The first mouse model he worked with was one for Wiskott-Aldrich syndrome, a rare monogenic disease characterized by abnormal immune system function, among other issues. All the mice with the disease developed IBD. Today, there are more than 60 mouse models for studying different forms of IBD.

The Snapper Laboratory employs a number of basic, translational and clinical research strategies to understand and define not only the constituents but also the mechanisms that regulate intestinal homeostasis as it pertains to gastrointestinal health and IBD. Among the ongoing projects in his lab are the study of intestinal epithelial cells, immune cells and cytokines as well as translational work using humanized mice. This research is laying the foundation for the development of clinical trials.
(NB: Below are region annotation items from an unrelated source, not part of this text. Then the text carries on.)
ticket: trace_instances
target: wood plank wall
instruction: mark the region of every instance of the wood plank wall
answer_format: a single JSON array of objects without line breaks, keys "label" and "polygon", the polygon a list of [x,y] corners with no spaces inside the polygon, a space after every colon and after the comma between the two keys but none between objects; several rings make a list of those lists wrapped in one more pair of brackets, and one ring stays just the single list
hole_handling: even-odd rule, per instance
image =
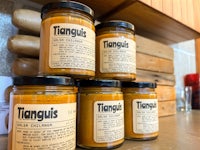
[{"label": "wood plank wall", "polygon": [[139,35],[136,45],[136,81],[157,83],[160,117],[176,114],[173,49]]},{"label": "wood plank wall", "polygon": [[200,32],[200,0],[139,0]]}]

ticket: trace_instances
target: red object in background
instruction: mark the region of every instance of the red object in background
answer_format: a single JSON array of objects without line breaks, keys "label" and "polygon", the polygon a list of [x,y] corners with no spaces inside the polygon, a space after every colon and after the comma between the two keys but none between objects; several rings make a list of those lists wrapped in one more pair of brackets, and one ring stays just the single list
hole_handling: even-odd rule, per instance
[{"label": "red object in background", "polygon": [[184,84],[192,86],[192,109],[200,109],[200,74],[185,75]]}]

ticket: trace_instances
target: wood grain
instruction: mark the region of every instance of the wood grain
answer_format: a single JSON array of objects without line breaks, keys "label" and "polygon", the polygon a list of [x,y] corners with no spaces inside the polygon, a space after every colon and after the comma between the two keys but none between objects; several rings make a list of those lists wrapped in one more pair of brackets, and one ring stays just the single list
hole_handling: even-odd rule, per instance
[{"label": "wood grain", "polygon": [[181,21],[181,0],[173,0],[172,3],[173,18]]},{"label": "wood grain", "polygon": [[150,56],[142,53],[136,53],[136,66],[137,69],[163,72],[163,73],[174,73],[173,61]]},{"label": "wood grain", "polygon": [[140,35],[136,35],[136,46],[137,52],[166,58],[169,60],[174,59],[174,50],[171,47]]},{"label": "wood grain", "polygon": [[176,88],[174,86],[158,85],[156,88],[158,101],[167,101],[176,99]]},{"label": "wood grain", "polygon": [[200,32],[200,0],[193,0],[194,6],[194,29]]},{"label": "wood grain", "polygon": [[175,85],[175,76],[168,73],[137,69],[136,82],[156,82],[158,85]]},{"label": "wood grain", "polygon": [[[195,0],[196,1],[196,0]],[[188,18],[188,26],[194,29],[194,5],[193,0],[187,0],[187,18]]]},{"label": "wood grain", "polygon": [[162,101],[158,102],[158,116],[169,116],[176,114],[176,101]]},{"label": "wood grain", "polygon": [[[189,25],[190,19],[188,18],[188,6],[187,6],[187,0],[181,0],[181,22],[183,22],[185,25]],[[192,11],[192,10],[189,10]]]},{"label": "wood grain", "polygon": [[151,0],[139,0],[139,1],[151,6]]},{"label": "wood grain", "polygon": [[152,0],[151,6],[159,11],[163,11],[163,0]]},{"label": "wood grain", "polygon": [[163,0],[163,13],[172,17],[173,16],[173,10],[172,10],[172,0]]}]

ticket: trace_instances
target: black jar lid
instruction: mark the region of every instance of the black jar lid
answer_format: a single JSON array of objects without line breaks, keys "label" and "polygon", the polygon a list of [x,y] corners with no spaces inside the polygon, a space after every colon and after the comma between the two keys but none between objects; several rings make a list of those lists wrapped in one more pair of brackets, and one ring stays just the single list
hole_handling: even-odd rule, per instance
[{"label": "black jar lid", "polygon": [[157,84],[152,82],[127,82],[123,81],[122,87],[124,88],[156,88]]},{"label": "black jar lid", "polygon": [[91,17],[94,16],[94,11],[79,2],[75,2],[75,1],[68,1],[68,2],[53,2],[53,3],[47,3],[46,5],[44,5],[41,9],[41,18],[43,18],[43,16],[48,13],[49,11],[53,11],[56,9],[74,9],[74,10],[78,10],[81,12],[84,12],[86,14],[89,14]]},{"label": "black jar lid", "polygon": [[46,77],[27,77],[20,76],[13,78],[14,85],[44,85],[44,86],[74,86],[74,80],[70,77],[60,77],[60,76],[46,76]]},{"label": "black jar lid", "polygon": [[121,87],[119,80],[80,80],[77,82],[79,87]]},{"label": "black jar lid", "polygon": [[106,21],[102,22],[98,25],[96,25],[96,30],[102,29],[104,27],[122,27],[122,28],[127,28],[129,30],[134,31],[134,25],[131,24],[130,22],[122,21],[122,20],[111,20],[111,21]]}]

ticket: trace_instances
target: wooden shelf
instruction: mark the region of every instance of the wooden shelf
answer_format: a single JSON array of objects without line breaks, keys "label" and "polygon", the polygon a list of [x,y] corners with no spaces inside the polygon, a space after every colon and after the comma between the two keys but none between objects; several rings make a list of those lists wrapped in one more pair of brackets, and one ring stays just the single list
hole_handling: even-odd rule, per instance
[{"label": "wooden shelf", "polygon": [[[45,4],[52,0],[32,0]],[[54,0],[55,1],[55,0]],[[165,44],[200,37],[200,33],[138,0],[76,0],[90,6],[98,21],[125,20],[135,25],[136,34]]]}]

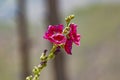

Decoding the Underlying Causes of IBD

Among the findings that have come out of Dr. Snapper’s lab are that some cases of IBD presenting in very young children are caused by the absence of the interleukin-10 receptor.

“Patients lacking this receptor make a lot of the cytokine interleukin-1,” says Dr. Snapper, who is also chief of the Division of Gastroenterology, Hepatology and Nutrition and director of the Inflammatory Bowel Disease Center at Boston Children’s Hospital. “We’ve shown in early studies that in these patients, you can ameliorate much of their disease by blocking interleukin-1.”

Dr. Snapper says that this treatment has served as a bridge to offering bone marrow transplants for children with this rare immunodeficiency syndrome. He also notes ongoing efforts to identify subsets of all IBD patients with an enhanced interleukin-1 signature who might benefit from IL-1 blockade.

Research employing several mouse models of IBD, including the murine model of the Wiskott-Aldrich syndrome, has revealed another underlying mechanism of IBD, this one related to regulatory T cells.

“We’ve found in a novel humanized mouse model of IBD that you can expand regulatory T cells by giving low doses of interleukin-2 and improve disease,” Dr. Snapper says. This work has been used for treating graft-versus-host disease in patients who have undergone bone marrow transplants, but studies in mice suggest it could be an effective treatment for IBD as well.

Applying Lab Findings to Clinical Trials

At the 2021 Digestive Disease Week conference, Dr. Snapper and Brigham colleagues including Jessica R. Allegretti, MD, MPH, Vanessa Mitsialis, MD, Matthew J. Hamilton, MD, and Joshua R. Korzenik, MD, presented the results from an open-label, single-arm, phase 1b/2a trial that looked at whether subcutaneously administered, low-dose interleukin-2 is safe and results in a biological response. The study, which enrolled 26 patients with ulcerative colitis, showed that this treatment was well-tolerated, and was associated with a biological response and the expansion of regulatory T cells in patients with moderate to severely active ulcerative colitis.

“This treatment led to clinical improvement in more than 50% of the patients and complete remission in about a quarter of them,” Dr. Snapper says. “These are patients who had already failed multiple drugs.”

A new early-stage study has enrolled eight patients to look at whether expanding regulatory T cells with interleukin-2 can provide the same benefit in people with Crohn’s disease.

Outside of his clinical trials, Dr. Snapper was instrumental in establishing the Very Early Onset Inflammatory Bowel Disease (VEO-IBD) Consortium, an international group of investigators studying IBD in young children. The group includes scientists from North America, Europe, Australia, South America, Israel and the Middle East who are all focused on these efforts.

The VEO-IBD Consortium has identified numerous genetic defects that cause IBD and has developed novel therapeutic approaches. The group has received support from a number of philanthropies, including the Helmsley Charitable Trust and the National Institutes of Health, as well as support from the pharmaceutical and biotechnology industries.